One scene depicts a crew member in need of CPR, but all members on the pirate ship are reluctant to perform the procedure. Finally, a crew member with a limp wrist and a lisp comes on the scene and proclaims, "I'll do it, sweetie." His actions are quickly reprimanded by the master of ceremonies, who says, "We'll have none of that here," and the play continues.

Hawk was disturbed.

"As a parent I look to talk to my children about diversity, but they still pick up from the general public that being gay is not all right," she said. "You think you can parent them out of social stigmas, but experiences like this challenge the values I'm trying to impress on them."

Hawk filed a complaint with Kennywood on May 14. She called again the following Wednesday and got a response two days later from Kennywood general manager Jerome Gibas.

"He told me that I was the only one who expressed concern over the content and that he didn't think it was offensive," she said. "At that time he told me they weren't going to remove the content."

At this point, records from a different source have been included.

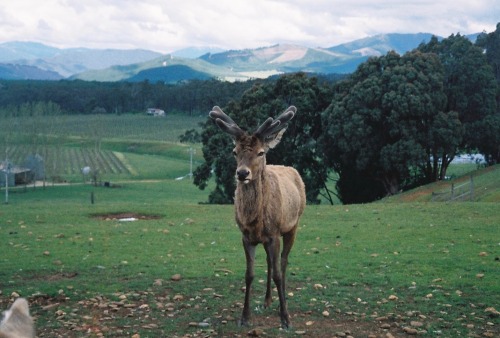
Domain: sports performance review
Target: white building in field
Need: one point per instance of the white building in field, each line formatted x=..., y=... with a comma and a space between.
x=155, y=112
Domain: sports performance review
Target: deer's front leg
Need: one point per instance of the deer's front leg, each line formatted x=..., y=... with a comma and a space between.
x=273, y=252
x=249, y=275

She refused to give up, however. She e-mailed 25 friends and co-workers the same day Gibas called her. She asked them to pass around her story and to pressure Kennywood to remove the offensive dialogue.

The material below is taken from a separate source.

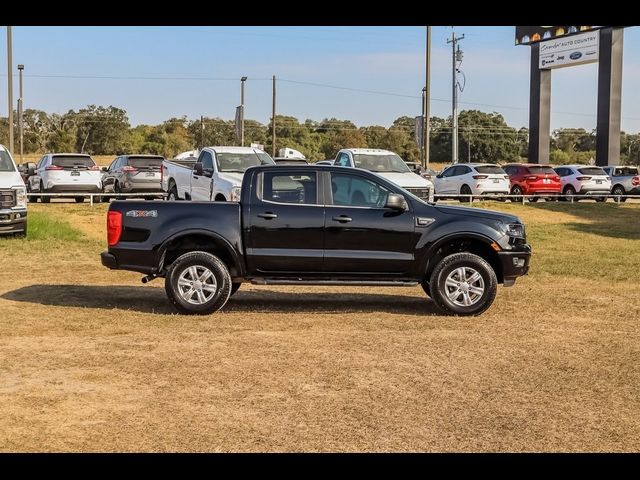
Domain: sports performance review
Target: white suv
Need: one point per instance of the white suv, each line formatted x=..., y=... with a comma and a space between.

Hawk's e-mail circulated so quickly, she says, that a friend later told her she received it from eight different people in a matter of hours.

"Lots of other people were doing the same thing I was, sending it out to their friends and coworkers and anyone who'd listen," Hawk says. "Many of my friends told me they'd contacted Kennywood -- gay and straight, old and young."

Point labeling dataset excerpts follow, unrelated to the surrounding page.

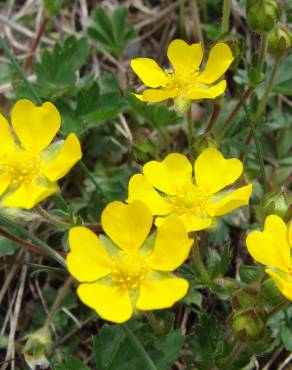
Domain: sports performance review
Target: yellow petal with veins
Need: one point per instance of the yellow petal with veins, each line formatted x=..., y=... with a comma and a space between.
x=149, y=72
x=110, y=302
x=219, y=60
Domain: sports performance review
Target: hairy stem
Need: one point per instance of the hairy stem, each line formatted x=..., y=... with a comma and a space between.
x=149, y=364
x=50, y=251
x=61, y=294
x=268, y=89
x=226, y=16
x=257, y=143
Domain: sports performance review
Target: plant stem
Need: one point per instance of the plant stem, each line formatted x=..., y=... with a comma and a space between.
x=23, y=243
x=257, y=143
x=200, y=265
x=51, y=219
x=226, y=16
x=263, y=101
x=190, y=130
x=263, y=50
x=213, y=118
x=61, y=294
x=197, y=22
x=234, y=111
x=55, y=255
x=182, y=18
x=15, y=64
x=278, y=308
x=149, y=364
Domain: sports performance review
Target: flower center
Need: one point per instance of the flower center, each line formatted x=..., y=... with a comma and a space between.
x=182, y=81
x=21, y=166
x=128, y=271
x=190, y=198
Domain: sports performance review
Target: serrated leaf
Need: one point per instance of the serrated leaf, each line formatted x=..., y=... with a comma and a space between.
x=250, y=274
x=286, y=336
x=7, y=247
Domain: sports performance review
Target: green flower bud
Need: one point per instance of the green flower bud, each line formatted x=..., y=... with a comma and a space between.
x=280, y=40
x=39, y=344
x=276, y=203
x=247, y=324
x=262, y=15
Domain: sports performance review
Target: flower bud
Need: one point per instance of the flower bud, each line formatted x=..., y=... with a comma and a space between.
x=38, y=346
x=276, y=203
x=247, y=324
x=280, y=40
x=262, y=15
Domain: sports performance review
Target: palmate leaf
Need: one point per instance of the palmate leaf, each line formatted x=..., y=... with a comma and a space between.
x=56, y=72
x=111, y=32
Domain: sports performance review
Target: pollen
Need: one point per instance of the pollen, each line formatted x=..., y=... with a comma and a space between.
x=190, y=198
x=128, y=271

Gibas called Hawk 24 hours later and told her the content was removed.

"Ultimately, he did the right thing," she said. "The fact that it was removed so quickly shows the ability of people on both sides to get the right thing done."

Ehrrin Keenan was one of the friends who received Hawk's e-mail.

"It's this everyday homophobia that creates the environment that allows for discrimination and hate and violence to exist and go unchecked in our society," she said.

Mary Lou Rosemeyer, a spokeswoman for Kennywood, said the park received a "very, very low number of complaints." She remarked that more people called to complain that Kennywood was closed on Mother's Day.

"People's view of what is offensive is very different, and some people don't pick up on things others do," she said. "No one here was sensitive enough to pick up on it, but we responded and it was an easy thing to change."

Hawk and Keenan are happy that e-mail recipients responded so quickly.

"As Pittsburghers, we love Kennywood," Keenan said. "We have memories of it as a wonderful place, too. And, we just want them to be true to their mission of being a fun place for everyone."

Comments (34)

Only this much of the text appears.